Rasulullah mengajarkan prinsip musyawarah dalam memutuskan suatu masalah. Dalam kasus-kasus individu, Rasulullah membiarkan perbedaan pendapat terjadi. Tetapi dalam kasus-kasus yang menyangkut kepentingan umum, Rasulullah menganjurkan musyawarah mufakat. Fenomena ini kelak dijadikan sebagai landasan ijma’.

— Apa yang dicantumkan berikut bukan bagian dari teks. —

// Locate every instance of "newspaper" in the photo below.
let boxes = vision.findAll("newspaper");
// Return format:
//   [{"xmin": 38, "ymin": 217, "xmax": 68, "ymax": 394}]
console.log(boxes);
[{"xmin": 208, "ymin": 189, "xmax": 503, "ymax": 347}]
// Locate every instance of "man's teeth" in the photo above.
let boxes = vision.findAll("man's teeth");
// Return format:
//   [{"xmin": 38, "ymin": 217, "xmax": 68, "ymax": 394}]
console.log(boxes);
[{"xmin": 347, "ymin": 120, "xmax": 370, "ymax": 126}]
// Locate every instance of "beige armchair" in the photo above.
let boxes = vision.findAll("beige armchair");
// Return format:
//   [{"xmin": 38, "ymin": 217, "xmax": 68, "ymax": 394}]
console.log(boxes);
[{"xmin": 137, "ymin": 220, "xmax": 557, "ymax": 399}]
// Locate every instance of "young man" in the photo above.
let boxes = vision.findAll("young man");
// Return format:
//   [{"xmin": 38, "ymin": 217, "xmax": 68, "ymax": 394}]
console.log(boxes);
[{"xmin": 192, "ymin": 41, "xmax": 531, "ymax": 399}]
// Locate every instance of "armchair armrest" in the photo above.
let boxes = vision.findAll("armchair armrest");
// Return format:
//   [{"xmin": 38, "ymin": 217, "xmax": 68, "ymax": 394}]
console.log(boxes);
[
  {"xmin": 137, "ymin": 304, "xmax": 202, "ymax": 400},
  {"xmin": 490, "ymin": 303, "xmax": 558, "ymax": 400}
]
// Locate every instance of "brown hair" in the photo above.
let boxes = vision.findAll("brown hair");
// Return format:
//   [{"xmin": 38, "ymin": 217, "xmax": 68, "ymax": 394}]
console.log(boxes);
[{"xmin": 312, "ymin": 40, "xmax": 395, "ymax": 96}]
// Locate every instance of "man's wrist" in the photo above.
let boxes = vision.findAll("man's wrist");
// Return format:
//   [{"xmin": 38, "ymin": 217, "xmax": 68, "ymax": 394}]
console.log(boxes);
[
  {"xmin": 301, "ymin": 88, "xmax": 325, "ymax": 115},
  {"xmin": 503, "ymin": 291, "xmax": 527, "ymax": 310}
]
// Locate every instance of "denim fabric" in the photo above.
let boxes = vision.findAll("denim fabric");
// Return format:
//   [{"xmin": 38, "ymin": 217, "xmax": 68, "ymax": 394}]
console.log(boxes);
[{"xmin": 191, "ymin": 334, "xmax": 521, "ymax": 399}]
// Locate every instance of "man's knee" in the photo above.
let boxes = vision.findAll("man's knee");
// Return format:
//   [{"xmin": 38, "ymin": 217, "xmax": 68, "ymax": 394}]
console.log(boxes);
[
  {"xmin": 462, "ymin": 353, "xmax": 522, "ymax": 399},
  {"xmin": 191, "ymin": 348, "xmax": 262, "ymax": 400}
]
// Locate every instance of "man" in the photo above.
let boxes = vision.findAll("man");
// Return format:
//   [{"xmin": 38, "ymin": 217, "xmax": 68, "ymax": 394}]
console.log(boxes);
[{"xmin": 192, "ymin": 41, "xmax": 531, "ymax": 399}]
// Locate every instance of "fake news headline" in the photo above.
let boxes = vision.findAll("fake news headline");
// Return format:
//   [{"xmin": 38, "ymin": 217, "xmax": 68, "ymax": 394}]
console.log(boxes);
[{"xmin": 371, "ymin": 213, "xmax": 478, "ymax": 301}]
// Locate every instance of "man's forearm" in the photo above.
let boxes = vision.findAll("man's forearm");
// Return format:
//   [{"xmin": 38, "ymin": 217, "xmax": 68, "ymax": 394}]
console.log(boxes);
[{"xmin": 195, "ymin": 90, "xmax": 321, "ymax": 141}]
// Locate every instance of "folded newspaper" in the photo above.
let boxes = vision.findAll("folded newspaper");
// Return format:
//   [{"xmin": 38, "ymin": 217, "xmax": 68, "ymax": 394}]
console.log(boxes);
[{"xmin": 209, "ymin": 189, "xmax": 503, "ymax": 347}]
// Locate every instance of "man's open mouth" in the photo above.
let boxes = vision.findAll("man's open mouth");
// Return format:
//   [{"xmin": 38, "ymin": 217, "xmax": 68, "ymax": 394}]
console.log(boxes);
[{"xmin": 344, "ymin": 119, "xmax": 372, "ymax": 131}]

Keadaan fiqh pada masa ini
Pada periode pertama ini, keadaan fiqh memang masih sederhana, berupa pengenalan terhadap hukum-hukum Islam dalam ruang dan waktu tertentu. Beberapa masalah, peristiwa, situas, dan kondisi yang ditemui Nabi dan para sahabat yang dirujukkan pada hukum-hukum Al-Qur’an akan sangat mendukung pernyataan ini. Memang beberapa sahabat pernah mencoba mengangkat permasalahan “fiqh praktis” ketika tidak bersama dengan Rasulullah, namun selain karena jarang terjadi, juga intensitasnya sangat kecil. Para sahabat sangat jarang menanyakan suatu ketentuan hukum sehingga banyak perbuatan yang saat itu hanya diterima tanpa mendapat penjelasan. Karena itu, kita dapat menyimpulkan bahwa pada periode pertama ini keadaan fiqh lebih merupakan kerangka dasar untuk suatu perumusan lebih lanjut.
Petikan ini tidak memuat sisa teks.